We can clean some characters using replace. We can find characters using CHARINDEX, and so on. This is
all depends on your specific data. It has nothing to do with bulk insert anymore :-)
We must separate the operation into two parts:
1. Insert the data using bulk insert into the data base (temporary table or using OPENROWSET) in such
way that we will be able to use it for step two
2. Parsing and splitting the text on the last column into the final columns
Comments
* A more complex case study in which I used this logic can be seen in the MSDN forum in this link:
http://social.msdn.microsoft.com/Forums/en-US/5aab602e-1c6b-4316-9b7e-1b89d6c3aebf/bulk-insert-
help-needed
* Usually it is much better to do the parsing using CLR functions. If you are not convinced by my
recommendation then you can check this link: http://www.sqlperformance.com/2012/07/t-sql-
queries/split-strings
* If you can export the file in a consistent format fit with bulk insert than you should do it! This is only a
workaround solution.
* If you can build a well formatted import file in advance, from the original import file, using a small
application which will format a new file, then do it! This is a much better solution as most languages do
a better job of parsing text than SQL Server (T-SQL).

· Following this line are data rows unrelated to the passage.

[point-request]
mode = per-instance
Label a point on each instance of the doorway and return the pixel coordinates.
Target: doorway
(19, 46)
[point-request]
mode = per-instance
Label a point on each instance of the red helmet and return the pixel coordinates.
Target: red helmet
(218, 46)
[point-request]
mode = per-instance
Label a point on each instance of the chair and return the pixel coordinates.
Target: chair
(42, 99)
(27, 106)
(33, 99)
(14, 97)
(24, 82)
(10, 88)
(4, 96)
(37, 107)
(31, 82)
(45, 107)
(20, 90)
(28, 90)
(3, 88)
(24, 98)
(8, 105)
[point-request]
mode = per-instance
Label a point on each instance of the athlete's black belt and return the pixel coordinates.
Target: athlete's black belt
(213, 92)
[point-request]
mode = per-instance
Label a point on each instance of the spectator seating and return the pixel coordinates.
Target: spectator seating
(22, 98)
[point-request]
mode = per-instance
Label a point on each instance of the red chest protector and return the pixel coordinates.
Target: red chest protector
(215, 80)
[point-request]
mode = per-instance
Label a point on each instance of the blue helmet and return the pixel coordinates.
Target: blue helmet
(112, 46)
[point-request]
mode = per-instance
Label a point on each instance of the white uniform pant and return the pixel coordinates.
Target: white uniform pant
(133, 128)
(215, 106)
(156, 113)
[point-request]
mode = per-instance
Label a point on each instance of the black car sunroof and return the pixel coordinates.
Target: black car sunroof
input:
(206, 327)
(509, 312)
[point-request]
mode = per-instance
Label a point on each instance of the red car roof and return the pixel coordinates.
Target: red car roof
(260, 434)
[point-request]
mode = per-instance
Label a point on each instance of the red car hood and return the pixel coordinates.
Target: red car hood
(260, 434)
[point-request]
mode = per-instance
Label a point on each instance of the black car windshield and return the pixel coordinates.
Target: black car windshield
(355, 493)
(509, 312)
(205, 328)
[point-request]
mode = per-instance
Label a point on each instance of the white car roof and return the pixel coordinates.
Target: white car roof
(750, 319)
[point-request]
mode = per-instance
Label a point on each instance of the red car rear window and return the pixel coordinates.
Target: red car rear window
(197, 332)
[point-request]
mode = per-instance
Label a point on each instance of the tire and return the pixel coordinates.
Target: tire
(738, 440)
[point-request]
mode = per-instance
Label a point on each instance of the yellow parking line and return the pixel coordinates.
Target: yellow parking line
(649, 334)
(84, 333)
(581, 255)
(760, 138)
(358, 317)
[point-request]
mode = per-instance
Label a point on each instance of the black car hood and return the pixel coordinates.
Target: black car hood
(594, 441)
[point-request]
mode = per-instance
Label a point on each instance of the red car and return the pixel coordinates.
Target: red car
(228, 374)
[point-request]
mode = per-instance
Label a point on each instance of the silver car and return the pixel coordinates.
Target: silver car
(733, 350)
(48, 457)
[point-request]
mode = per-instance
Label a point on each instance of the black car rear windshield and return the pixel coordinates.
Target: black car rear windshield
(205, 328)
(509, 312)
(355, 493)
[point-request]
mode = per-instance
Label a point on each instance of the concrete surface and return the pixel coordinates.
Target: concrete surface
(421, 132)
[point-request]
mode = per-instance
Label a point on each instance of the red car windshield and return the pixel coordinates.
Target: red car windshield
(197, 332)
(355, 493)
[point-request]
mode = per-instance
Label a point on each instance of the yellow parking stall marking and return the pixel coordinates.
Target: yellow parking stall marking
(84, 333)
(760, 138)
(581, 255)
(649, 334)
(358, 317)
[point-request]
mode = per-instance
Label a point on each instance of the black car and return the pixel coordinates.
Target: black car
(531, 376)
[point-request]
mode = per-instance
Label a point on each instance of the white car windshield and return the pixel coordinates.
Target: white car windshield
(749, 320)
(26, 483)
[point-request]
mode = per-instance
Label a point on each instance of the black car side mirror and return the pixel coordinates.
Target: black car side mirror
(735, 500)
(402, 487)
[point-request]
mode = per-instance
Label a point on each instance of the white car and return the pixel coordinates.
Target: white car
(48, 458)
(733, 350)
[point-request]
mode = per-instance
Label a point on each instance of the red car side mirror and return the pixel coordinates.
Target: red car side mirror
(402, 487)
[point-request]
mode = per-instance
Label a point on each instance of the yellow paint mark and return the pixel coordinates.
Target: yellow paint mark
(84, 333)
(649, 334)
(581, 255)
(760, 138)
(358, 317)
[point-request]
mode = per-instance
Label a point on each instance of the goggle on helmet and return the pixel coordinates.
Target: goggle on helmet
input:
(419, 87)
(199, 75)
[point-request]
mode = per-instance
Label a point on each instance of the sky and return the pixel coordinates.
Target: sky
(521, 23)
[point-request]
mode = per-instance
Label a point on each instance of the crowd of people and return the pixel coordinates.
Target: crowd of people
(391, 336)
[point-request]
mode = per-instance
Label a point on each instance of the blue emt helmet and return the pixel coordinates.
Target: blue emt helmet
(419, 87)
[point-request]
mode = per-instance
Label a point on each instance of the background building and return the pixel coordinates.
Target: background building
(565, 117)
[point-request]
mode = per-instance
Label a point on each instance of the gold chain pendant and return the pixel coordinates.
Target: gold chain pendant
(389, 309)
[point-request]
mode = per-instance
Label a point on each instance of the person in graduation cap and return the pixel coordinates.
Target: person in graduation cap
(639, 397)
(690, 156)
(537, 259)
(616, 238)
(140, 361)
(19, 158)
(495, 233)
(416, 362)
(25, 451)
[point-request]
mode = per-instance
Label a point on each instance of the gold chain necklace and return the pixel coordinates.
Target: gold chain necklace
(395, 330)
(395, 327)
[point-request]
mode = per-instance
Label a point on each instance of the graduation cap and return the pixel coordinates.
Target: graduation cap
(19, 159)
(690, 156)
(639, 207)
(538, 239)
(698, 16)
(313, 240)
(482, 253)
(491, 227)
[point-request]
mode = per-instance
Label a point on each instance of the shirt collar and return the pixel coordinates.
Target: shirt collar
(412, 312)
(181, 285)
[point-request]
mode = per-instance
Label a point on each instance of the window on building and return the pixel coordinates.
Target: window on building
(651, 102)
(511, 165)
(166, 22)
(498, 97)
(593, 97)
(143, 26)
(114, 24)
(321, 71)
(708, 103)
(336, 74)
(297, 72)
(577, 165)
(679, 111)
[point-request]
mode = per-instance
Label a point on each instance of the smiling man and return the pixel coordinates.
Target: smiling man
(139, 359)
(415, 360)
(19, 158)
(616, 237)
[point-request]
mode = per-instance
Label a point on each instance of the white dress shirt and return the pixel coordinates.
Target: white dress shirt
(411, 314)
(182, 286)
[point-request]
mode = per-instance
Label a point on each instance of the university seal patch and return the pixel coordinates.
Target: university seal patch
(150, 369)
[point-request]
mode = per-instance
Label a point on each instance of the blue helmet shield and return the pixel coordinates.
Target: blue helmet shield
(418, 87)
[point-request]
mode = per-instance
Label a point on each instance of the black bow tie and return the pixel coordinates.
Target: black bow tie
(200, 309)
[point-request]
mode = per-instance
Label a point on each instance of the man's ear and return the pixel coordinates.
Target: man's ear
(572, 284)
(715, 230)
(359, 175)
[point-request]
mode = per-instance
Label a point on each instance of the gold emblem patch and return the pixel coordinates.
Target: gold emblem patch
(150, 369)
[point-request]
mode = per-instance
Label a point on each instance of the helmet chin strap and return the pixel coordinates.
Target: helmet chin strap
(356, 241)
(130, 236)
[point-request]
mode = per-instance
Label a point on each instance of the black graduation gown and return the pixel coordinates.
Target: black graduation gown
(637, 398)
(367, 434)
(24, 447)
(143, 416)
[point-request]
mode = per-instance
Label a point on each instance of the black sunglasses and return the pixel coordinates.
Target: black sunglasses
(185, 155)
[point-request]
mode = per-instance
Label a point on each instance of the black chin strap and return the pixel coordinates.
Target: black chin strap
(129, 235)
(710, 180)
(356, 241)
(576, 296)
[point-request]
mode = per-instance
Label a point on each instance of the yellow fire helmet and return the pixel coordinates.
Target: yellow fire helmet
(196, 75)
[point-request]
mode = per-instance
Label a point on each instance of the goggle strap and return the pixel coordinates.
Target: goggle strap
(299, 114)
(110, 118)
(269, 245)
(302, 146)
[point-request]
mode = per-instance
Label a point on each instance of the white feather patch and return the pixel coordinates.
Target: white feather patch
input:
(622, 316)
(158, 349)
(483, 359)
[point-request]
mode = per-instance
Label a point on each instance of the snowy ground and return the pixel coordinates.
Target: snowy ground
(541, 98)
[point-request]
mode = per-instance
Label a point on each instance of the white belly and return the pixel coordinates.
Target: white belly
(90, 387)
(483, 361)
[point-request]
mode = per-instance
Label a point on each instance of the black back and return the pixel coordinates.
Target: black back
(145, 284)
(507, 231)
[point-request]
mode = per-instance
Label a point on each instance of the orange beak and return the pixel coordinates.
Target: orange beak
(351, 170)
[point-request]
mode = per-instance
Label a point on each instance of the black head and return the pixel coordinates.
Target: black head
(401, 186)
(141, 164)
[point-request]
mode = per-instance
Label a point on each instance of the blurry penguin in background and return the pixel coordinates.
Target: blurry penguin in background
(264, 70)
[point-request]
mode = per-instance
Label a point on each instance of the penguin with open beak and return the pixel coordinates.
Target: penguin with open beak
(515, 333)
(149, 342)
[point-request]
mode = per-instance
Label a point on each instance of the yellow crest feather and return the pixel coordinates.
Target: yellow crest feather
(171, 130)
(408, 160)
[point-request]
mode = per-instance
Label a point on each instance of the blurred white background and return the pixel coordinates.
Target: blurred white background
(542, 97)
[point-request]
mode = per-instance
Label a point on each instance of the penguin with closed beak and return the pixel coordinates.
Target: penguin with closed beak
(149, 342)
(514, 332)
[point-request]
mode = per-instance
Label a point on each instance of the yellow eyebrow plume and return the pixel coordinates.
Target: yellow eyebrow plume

* If you can manage the order of the columns during the exporting, then try to make sure that you move
all the problematic columns to the end. This will help us to use the bulk insert in a more optimal way as
we will need to parse fewer columns in step 3
* Why not import all the data into one column in a temp table instead of STEP 1 & STEP 2?
This is always an option but probably not a good one. In our case study we use a very simple table
structure with 4 columns and only 7 records, but in real life we might get a table with 20 columns or
more and several million records. If we have 2 columns (out of 20 columns) with potential problems and
we can order the columns so those columns come last, than we can import the most of the data (18
columns) into the final data structure, and we will need to import only the last two columns into one
column for parsing. It is much better to separate the data into as many columns as we can and minimize
the use of parsing. Parsing is a CPU intensive operation. Parsing the data after importing will probably
take longer.
When you have to use complex parsing it is much better to use CLR solutions. As I mentioned in the start
this is a pure T-SQL solution.
Resources
* This article is based on several forum questions (more than 15 which I found using google, and I
checked only the first several pages of search results) that remained unanswered for too long. I did not
find any solutions or answers except my own based on this logic. This is a very easy solution but we have
to think outside the box to get it :-)
There are no other references for this solution that I know of and most forum questions that I found
were closed, or by sending the questioner to a different solution like using SSIS, or a third party
application, or by saying that it cannot be done using bulk insert and pure T-SQL.